Other artists challenged the authenticity of the document and its assurance of legal status: Oliver Musovik displayed fake ID cards, accompanied by instructions on how to make your own, while Clay Ward’s installation of personal checks carried signatures that were not penned but embroidered — and every check had been successfully processed at the bank. By inserting an element of self-definition (and self-doubt) into public spaces, these interventions push the limits of legal self-representation. Croatian artist Andreja Kuluncic’s Passport compiles statistics on another border-crossing matter: Her interactive questionnaire asks the viewer to choose a nationality for their future child. After navigating a set of questions (with countries loosely divided along economic lines) we are given the results: “657 of 1,056 visitors expressed desire to change their passport’s color.” The slight leap in logic brings several issues to the foreground, from the arbitrary nature of national allegiance as defined in a legal document to the numerous dilemmas of modern citizenship.

The exhibition, on the whole, set up engaging situations, asked incisive yet open-ended questions, and effectively exposed some of the absurdities and the serious dangers of restrictive identification policies. But not all works rose to the challenges claimed by the curatorial proposal, and the show was not helped by poor presentation — the lack of breathing room between the works had audio tracks competing for attention, while confusing placement and no wall labels often left it unclear where one piece ended and the other began — which may have been due to the ambitious strategy of long-distance curating.

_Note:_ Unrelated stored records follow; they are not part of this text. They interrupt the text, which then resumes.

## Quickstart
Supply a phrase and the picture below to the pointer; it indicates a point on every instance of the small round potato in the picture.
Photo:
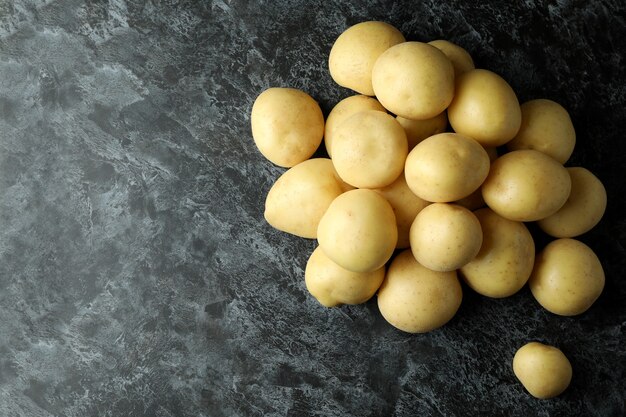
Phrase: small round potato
(414, 80)
(506, 257)
(446, 167)
(405, 206)
(344, 109)
(485, 108)
(543, 370)
(358, 231)
(546, 127)
(333, 285)
(444, 237)
(418, 130)
(287, 125)
(415, 299)
(369, 149)
(460, 58)
(568, 277)
(583, 209)
(526, 186)
(299, 198)
(355, 51)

Across town, at the Queens Museum of Art, Disappeared in America made another case for reconsidering identity and the modern state. Produced by the artist-activist VISIBLE Collective, the installation presented a wealth of information — text, large-scale photographs, a film trilogy, and several sound stations — aiming to give visibility to the US Muslims who have “disappeared” from their homes since 9/11.

The facts are dramatic and the testimonies shocking: hundreds of individuals detained at random, denied basic rights and caught in a tragic situation that deteriorates daily. But while visibility is important, blurring the facts through the lens of art is a delicate task. The components of Disappeared in America, painted in bold moral and political terms, fall short of recognizing any gray areas. Prudent Juris is a light box printed with excerpts of the US Patriot Act, the Immigration Act, and similar legal texts, with individual words picked out in red: “…because we live in a society in which ‘[m]ere public intolerance or [animosity cannot constitutionally justify the deprivation] of a person’s physical liberty.’” Statements are inverted and commentary is presented between the lines, creating alternate interpretations with a certain amount of subtlety and restraint. This is not the case in Nahnu Waahad, also a lightbox, which presents a list of the names of some 400 disappeared Muslim clerics. Here, what is picked out in red reads from a distance as the Arabic phrase “nahnu waahad”: “We are one.” Over-confident and over-simplifying, such intimations of group solidarity deprive the viewer of an active role and drain the situation of any complexity. These are texts that are meant to be watched, not read; and as Susan Sontag famously noted in Regarding The Pain of Others, no “we” should ever be taken for granted when representing human suffering.

This is a danger inherent in any exhibition dealing with the politics of identity, though it is even more worrisome in Disappeared in America, given the specificity of the facts and the straightforward documentary nature of the work. Parts of the installation, such as the films, deliver political realities in dynamic visual terms; the overall effect, however, was strangely close to that of a memorial — lists of names offered up to the viewer, monumental photographs towering over the entire space — and “humanizing” came dangerously close to “victimizing.” Facts can be much more effective when presented as questions in an open debate, and what art can offer is a complex space for those questions to emerge. If there is to be any hope for art as a passport, it lies in granting access to more inclusive spaces and more nuanced understandings.